The UNT Libraries will receive approximately 400 boxes of newspapers, periodicals, press clippings, audio files, videotapes, music CDs, and movies focusing on LGBT and HIV/AIDS topics from the center’s Phil Johnson Historic Archives and Research Library. The libraries also will receive items from AIDS walks, fundraising events and from gay sports teams. The collection will be known as the Resource Center Dallas LGBT Collection of the UNT Libraries. 

Mark Vosvick, associate professor of psychologyStudents enrolled in courses in UNT’s LGBT Studies Program will particularly benefit from having the archives on campus, said Mark Vosvick, right, associate professor of psychology and the program’s co-director. The program, which was known as the Study of Sexualities Program until 2009, was the first university program of its kind in Texas.

“Students will have primary source material for research, and the archives include material that can be applied to all academic disciplines,” Vosvick said. “For instance, a political science major will have access to items from advocacy and political organizations.”

Vosvick added that the archives will allow UNT students in all majors “more exposure to diversity.” Resource Center Dallas has had a long connection to UNT through a partnership with UNT’s Center for Psychosocial Health Research, which Vosvick directs.

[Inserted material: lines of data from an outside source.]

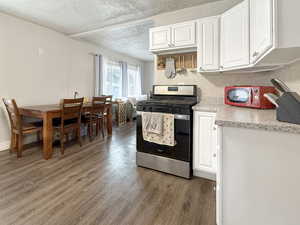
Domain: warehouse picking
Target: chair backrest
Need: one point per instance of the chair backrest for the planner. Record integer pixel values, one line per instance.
(98, 104)
(13, 114)
(108, 99)
(71, 110)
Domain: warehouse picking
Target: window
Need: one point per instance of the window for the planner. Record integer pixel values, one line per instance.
(134, 81)
(119, 79)
(112, 78)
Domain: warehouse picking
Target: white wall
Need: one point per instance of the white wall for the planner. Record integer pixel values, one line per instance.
(40, 66)
(148, 77)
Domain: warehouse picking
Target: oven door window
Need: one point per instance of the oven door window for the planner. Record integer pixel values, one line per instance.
(240, 95)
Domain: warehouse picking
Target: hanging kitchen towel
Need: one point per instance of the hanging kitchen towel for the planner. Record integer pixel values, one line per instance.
(170, 71)
(155, 125)
(167, 136)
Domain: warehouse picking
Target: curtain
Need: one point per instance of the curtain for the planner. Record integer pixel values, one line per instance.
(98, 62)
(124, 79)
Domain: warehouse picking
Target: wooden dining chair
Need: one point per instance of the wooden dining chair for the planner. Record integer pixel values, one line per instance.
(19, 128)
(71, 110)
(95, 118)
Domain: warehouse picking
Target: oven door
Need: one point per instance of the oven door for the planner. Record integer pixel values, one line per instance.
(182, 149)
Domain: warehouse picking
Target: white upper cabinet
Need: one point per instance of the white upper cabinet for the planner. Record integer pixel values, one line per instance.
(184, 34)
(208, 53)
(261, 28)
(235, 36)
(160, 37)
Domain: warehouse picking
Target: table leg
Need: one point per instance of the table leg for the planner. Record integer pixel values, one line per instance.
(109, 120)
(47, 136)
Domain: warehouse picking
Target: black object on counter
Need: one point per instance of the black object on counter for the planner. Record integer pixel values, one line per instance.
(288, 109)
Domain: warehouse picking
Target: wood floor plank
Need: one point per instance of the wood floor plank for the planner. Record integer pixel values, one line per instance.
(99, 184)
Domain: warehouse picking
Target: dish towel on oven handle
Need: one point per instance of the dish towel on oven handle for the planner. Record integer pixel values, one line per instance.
(159, 128)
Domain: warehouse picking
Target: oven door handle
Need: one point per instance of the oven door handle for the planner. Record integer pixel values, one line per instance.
(176, 116)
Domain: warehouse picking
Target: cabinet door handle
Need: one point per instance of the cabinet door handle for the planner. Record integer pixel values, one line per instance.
(255, 54)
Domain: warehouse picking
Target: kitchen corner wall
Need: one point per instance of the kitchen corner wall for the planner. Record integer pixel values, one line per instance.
(212, 85)
(148, 77)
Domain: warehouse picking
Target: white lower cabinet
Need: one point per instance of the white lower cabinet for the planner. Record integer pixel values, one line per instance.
(205, 145)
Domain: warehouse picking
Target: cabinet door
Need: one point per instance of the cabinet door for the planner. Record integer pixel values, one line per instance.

Through the center, faculty members from different academic disciplines research social support and coping strategies for people living with chronic disease and medical conditions, including HIV infection and AIDS. Resource Center Dallas has assisted researchers in finding participants for studies and helped to shape the research by providing information on health concerns in the LGBT communities, Vosvick said.

Dreanna Belden, assistant dean for external relations, UNT LibrariesDreanna Belden, right, assistant dean for external relations, said the Resource Center’s archive will be a strong foundation for the libraries’ goals of collecting LGBT archival material from across the South and Southwest regions and becoming a center for the study of LGBT history. Future collection activities will fulfill a need in historical and cultural studies where LGBT populations have been historically underrepresented.

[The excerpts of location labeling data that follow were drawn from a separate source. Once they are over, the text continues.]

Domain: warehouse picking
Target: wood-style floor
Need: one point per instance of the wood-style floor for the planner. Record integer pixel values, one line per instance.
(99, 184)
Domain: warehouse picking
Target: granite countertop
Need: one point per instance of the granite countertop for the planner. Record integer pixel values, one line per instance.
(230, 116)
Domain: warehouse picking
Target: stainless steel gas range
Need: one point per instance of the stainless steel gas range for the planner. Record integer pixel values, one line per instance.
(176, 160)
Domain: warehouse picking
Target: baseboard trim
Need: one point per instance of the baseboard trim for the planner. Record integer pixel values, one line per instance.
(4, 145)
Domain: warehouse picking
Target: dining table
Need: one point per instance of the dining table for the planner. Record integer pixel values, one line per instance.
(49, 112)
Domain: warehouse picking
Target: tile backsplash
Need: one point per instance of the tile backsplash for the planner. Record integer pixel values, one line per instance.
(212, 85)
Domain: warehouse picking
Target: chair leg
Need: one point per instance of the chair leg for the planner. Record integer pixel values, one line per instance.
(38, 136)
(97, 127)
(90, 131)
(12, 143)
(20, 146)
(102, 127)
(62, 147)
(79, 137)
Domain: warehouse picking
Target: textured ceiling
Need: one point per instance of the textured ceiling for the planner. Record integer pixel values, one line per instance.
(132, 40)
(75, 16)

Large regional and national archives recording the history and lives of gay, lesbian and transgendered individuals, organizations and communities are in Los Angeles, New York City and San Francisco, but no such archives exists in any Southern state.

The Phil Johnson Historic Archives and Research Library was established in 1994 after Phil Johnson, the creator of Dallas’ first gay advocacy organization, donated his personal collection to the center. Some materials will be digitized for the Portal to Texas History and become part of the UNT Digital Library, which currently has more than 67,000 unique items comprising 4.5 million files.

Cece Cox, chief executive officer of Resource Center Dallas, calls the history of LGBT social movements in the North Texas region “an important part of modern Texas history … we are ensuring that our valuable history will be available for future generations.”

Resource Center Dallas began in 1983 as the Foundation for Human Understanding. It became a source for community awareness and prevention education, legal services, a food pantry and other services. The center received its current name in 2009 and is today one of the largest LGBT community centers in the U.S. More than 60,000 people used the center’s services and programs last year.

The UNT Libraries has been nationally and internationally recognized for its emphasis on digital preservation. Earlier this year, the UNT Libraries was ranked among the top 20 institutional digital repositories in the world in the latest Ranking Web of World Depositories measurement by the Cybermetrics Lab, a research group of the Spanish National Research Council. The UNT Libraries was also named one of 10 affiliated archives of the National Archives and Records Administration for creating vital government-related digital collections, including the CyberCemetery, which houses accumulated information from defunct agency web sites.